You Don't Know JSON: Part 3 - Binary JSON in Databases

Master binary JSON in databases: PostgreSQL's JSONB and MongoDB's BSON. Learn how databases optimize JSON storage with binary formats for faster queries and efficient indexing.

tags: #Json #Jsonb #Bson #Binary-Serialization #Performance #Optimization #Postgresql #Mongodb #Data-Formats #Database-Optimization #Parsing #Encoding
categories: Fundamentals Programming Performance
published: 2025-12-15
reading time: 15 minutes

📚 Series: You Dont Know JSON

In Part 1 , we explored JSON’s triumph through simplicity. In Part 2 , we added validation with JSON Schema. Now we tackle JSON’s performance tax when storing millions of documents: database-managed binary formats.

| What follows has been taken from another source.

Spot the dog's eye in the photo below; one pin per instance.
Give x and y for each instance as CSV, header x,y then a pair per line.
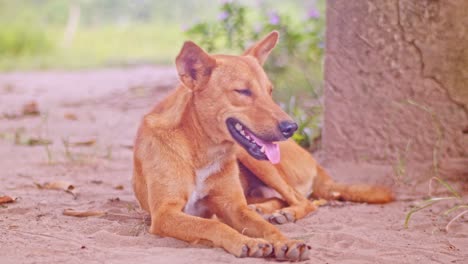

JSON’s human-readability is both its greatest strength and its Achilles heel. Every byte is text. Field names repeat in every object. Numbers are stored as strings. Parsing requires scanning every character.

For configuration files and API responses under 100KB, this is fine. But when storing millions of user records, events, or documents - the text format becomes expensive for databases.

What XML Had: No successful binary format (1998-2010)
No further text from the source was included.